Abstract class with fields implementing ValueObject
Frederic Parain
frederic.parain at oracle.com
Mon Feb 14 14:23:11 UTC 2022
On 2/13/22 1:05 PM, Dan Smith wrote:
>> On Feb 12, 2022, at 10:16 PM, Srikanth Adayapalam <srikanth.adayapalam at oracle.com> wrote:
>>
>> I understand Frederic is asking about whether the spec inadvertently allows something it should not - Here anyway is javac behavior:
>>
>> Given:
>>
>> abstract class A implements ValueObject {
>> int x;
>> }
>>
>> on compile:
>> X.java:1: error: The type A attempts to implement the mutually incompatible interfaces ValueObject and IdentityObject
>> abstract class A implements ValueObject {
>> ^
>> 1 error
>
> Yep, this is expected and consistent: javac sees the field and infers the superinterface IdentityObject (per the language rules), then detects the conflict between interfaces.
>
> A slightly more interesting variation: declare a simple interface Foo; change to 'A implements Foo'. This compiles fine, inferring A implements IdentityObject. Then separately compile Foo so that it extends ValueObject. No compilation error, but the JVM should detect the IdentityObject/ValueObject conflict when A is loaded.
>
> To generate the kind of class files Fred asked about, you'd need to use something other than javac.

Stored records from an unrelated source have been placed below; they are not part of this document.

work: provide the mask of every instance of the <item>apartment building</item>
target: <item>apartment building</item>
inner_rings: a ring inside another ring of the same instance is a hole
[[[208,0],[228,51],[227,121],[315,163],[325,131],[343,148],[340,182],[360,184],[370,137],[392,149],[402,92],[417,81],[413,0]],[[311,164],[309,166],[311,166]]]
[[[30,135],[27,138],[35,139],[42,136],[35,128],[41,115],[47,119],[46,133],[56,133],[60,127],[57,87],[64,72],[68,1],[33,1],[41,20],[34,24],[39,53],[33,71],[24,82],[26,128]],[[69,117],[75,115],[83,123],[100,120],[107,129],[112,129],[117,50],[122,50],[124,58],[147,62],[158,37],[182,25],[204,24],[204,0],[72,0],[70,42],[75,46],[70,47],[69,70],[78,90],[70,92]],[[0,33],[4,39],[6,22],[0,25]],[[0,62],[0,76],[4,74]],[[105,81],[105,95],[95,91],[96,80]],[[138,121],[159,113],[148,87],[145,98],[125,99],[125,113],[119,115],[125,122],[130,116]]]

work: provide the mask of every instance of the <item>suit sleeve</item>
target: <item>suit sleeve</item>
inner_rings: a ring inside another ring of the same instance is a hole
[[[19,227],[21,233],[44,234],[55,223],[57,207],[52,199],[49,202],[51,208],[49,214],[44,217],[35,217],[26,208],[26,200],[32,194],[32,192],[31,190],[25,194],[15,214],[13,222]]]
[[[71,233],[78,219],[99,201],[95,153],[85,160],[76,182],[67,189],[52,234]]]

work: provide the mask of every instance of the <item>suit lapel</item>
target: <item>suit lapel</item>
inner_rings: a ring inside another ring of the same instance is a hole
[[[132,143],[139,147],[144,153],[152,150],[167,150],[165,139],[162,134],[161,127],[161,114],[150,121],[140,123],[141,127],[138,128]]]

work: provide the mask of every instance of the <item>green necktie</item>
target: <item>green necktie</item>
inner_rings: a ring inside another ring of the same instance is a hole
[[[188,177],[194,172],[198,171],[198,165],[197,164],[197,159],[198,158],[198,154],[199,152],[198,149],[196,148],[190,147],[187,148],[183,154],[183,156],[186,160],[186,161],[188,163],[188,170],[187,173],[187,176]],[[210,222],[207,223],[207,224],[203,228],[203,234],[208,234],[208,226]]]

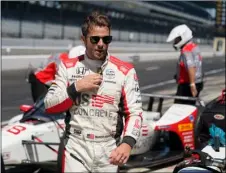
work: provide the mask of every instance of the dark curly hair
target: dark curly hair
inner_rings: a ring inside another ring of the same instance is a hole
[[[82,25],[82,35],[87,36],[93,26],[108,27],[109,31],[111,31],[110,19],[107,15],[99,11],[93,11],[89,16],[86,17]]]

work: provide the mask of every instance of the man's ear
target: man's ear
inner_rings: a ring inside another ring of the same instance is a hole
[[[86,38],[84,35],[81,35],[81,41],[83,42],[84,45],[86,45]]]

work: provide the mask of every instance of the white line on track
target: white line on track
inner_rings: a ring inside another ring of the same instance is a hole
[[[225,71],[225,68],[210,70],[210,71],[205,73],[205,76],[220,73],[220,72],[223,72],[223,71]],[[173,83],[175,83],[174,79],[164,81],[164,82],[159,82],[159,83],[156,83],[156,84],[146,85],[146,86],[140,87],[140,90],[144,91],[144,90],[147,90],[147,89],[156,88],[156,87],[164,86],[164,85],[167,85],[167,84],[173,84]]]

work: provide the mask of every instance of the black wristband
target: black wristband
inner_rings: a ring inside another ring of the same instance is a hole
[[[134,147],[134,145],[136,144],[136,140],[131,137],[131,136],[125,136],[123,139],[122,139],[122,143],[126,143],[128,144],[131,148]]]
[[[73,101],[76,101],[76,98],[81,96],[81,93],[76,91],[74,83],[67,87],[67,94]]]

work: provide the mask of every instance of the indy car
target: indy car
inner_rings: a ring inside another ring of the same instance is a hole
[[[140,138],[129,161],[121,169],[154,167],[183,159],[184,148],[195,148],[195,122],[199,116],[197,106],[172,104],[163,113],[163,102],[169,99],[194,100],[189,97],[142,94],[148,98],[143,112]],[[145,104],[144,104],[145,105]],[[157,107],[154,110],[154,107]],[[34,105],[21,105],[20,115],[2,127],[2,160],[4,165],[56,164],[58,147],[64,133],[65,114],[46,114],[43,98]]]
[[[197,118],[196,150],[186,148],[186,158],[175,167],[174,173],[226,172],[225,95],[224,89]]]

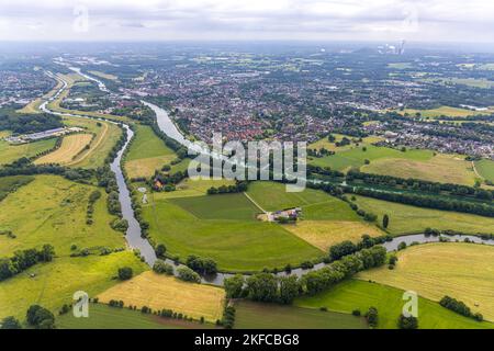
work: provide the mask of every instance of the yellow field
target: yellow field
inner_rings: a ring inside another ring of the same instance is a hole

That's not really the point. The JVM cannot rely on what javac generates
or not, because it has to deal with other class files generators.
We have to agree on the behavior of the VM based on what is possible in
the class file, because, at the end, this is what must be implemented.
The fact that such a class file is useless to the user is almost
secondary. We just need to know if the VM should accept such class file.
As long as it doesn't break VM invariants, we are fine accepting it.